I\'ve read a lot about how great Clojure is when it comes to concurrency, but none of the tutorials I\'ve read actually explain how to create a thread. Do you just do (.start (T
Programming Clojure doesn't address that question until page 167: "Use Agents for Asynchronous Updates".
Before you go starting threads, please note that Clojure will multitask on its own, given half a chance. I've written programs blithely ignorant of concurrency and found that when conditions are right, they occupy more than one CPU. I know that's not a very rigorous definition: I haven't explored this in depth yet.

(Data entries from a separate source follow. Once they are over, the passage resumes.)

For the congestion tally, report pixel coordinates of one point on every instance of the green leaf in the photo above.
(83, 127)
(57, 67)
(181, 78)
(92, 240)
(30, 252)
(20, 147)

But for those occasions when you really do need an explicit separate activity, one of Clojure's answers is apparently the agent.
(agent initial-state)
will create one. It's not like a Java Thread in terms of being a code block waiting to be executed. Instead, it's an activity waiting to be given work to do. You do this via
(send agent update-fn & args)
The example does
(def counter (agent 0))
counter
is your name and handle for the agent; the agent's state is the number 0.
Having set that up, you can send work to the agent:
(send counter inc)
will tell it to apply the given function to its state.
You can later pull the state out of the agent by dereferencing it:
@counter
will give you the current value of the number that started out at 0.
Function await
will let you do something like a join
on the agent's activity, should it be a long one:
(await & agents)
will wait until they're all done; there's also another version that takes a timeout.